While facilitating a career transition group recently, the discussion of finding our life’s work surfaced. As the dialogue unfolded, the conversation turned toward the pros and cons of entrepreneurship versus traditional job employment—including the issue of money.
After the session, a member of the group approached me with questions. She was curious about how I had transitioned back into consulting after being laid off from a full-time job:
“So this is what you do now for work? Run this group?”
“Yes,” I replied. “It’s one of the things I do.”
She smiled. “Oh, so you get paid for this?”
Her smile faded. “So…what exactly do you do for money?”
“I do many things,” I answered. “Some of which pay me in money; others pay me in knowledge, gratitude, or appreciation—like leading this group.”
She looked bewildered, her eyes widening. “But don’t you worry about money?”
“Nope. Money will always come and go,” I explained. “I just stay focused on what brings me satisfaction and the money always shows up, eventually.”
She then smiled kindly. “Oh cool.”
Whether it’s something we embrace or eschew, money is an essential part of our lives. And more critical than cash itself is what we think about those greenbacks. Our attitudes about abundance are far more important than the manifestations of it.
Many of our core beliefs about money come from our parents and family. Other money ideas have been implanted by friends and people we trust. Once we’ve established core beliefs, the momentum of these thoughts can be difficult to change.
Attitudes about money serve us well when they align with prosperity and abundance.

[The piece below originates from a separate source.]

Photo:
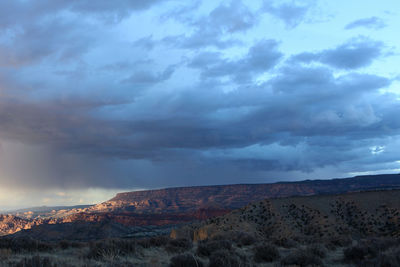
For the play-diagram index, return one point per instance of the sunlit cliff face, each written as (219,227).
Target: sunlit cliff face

But focus on lack and scarcity can work against us.
Reflecting on that earlier conversation, I realized that my relationship with money has changed over time. The key to this shift was learning to redefine the word income.
Dictionary.com cites a few definitions for the word income: The first as “monetary payment received for goods or services;” and another being, “a coming in” (duly noted as an archaic or antiquated definition of income).
So if income = coming in, we can assume that this means anything coming to us.
With this definition, it is easier to see beyond the dollars and cents. Income can be attention, validation, appreciation, or even a hug. When we are receiving anything, we are bringing it into our experience—it’s coming in.
If we can change our definition of the word income, we can also change our attitude about money. Like learning how to work with a boss we don’t like by deliberately recognizing what we appreciate about them, we can also find peace in our relationship with money.
Are you hot under the collar over finances? Try these tips to feel cooler about cash:
Understand the purpose of money. Money is currency for trade—the transfer of goods, ideas, and services. We spend money in exchange for an item or an experience we want. Similarly, we receive money in exchange for products or services. But this is only one piece of the pie. Giving and receiving money is an energetic transaction—and when we treat it as such, we can learn the value of spending and receiving energy wisely.
Go with the cash flow. Unless you have access to an inexhaustible supply (and if you do, please contact me), money ebbs and flows like ocean tides—sometimes we have more, sometimes less. Money comes in and money goes out. It is fluid, dynamic, and flexible. This is why we call some things “liquid” assets. We can also learn to delay our gratification by setting money aside for special events or rainy days.
Build your non-monetary capital. Since money involves energetic transactions, become creative about how you value your life. Count all your income sources: relationships, volunteer opportunities, learning experiences, and other non-monetary capital. We can build our future by nurturing new relationships, expanding our networks, and making new connections. Sometimes our best investments have no cash value.
Invest in yourself. Like investing money, pouring energy into ourselves can pay off. Volunteer to enrich your perspective, learn a new skill, explore a passion, or start a new hobby—all of which can lead to new opportunities and create new streams of both emotional and financial income. In addition, continue to make investments in your personal assets: family, home, friends, life, and job. All will produce large dividends in the long run.
Trust the process. When we trust that things are always working out for us in the best way, then there’s no need to be afraid of the ebb and flow of money in our lives. Worry only pushes things away; trust helps us to release resistance. Treat money as a gift. When we appreciate that money puts food on our table and gas in our tank; buys food, clothing, and experiences; and brings us new opportunities to learn and grow, then we will be open to receive money more easily. And then money can flow more freely in and out of our experience.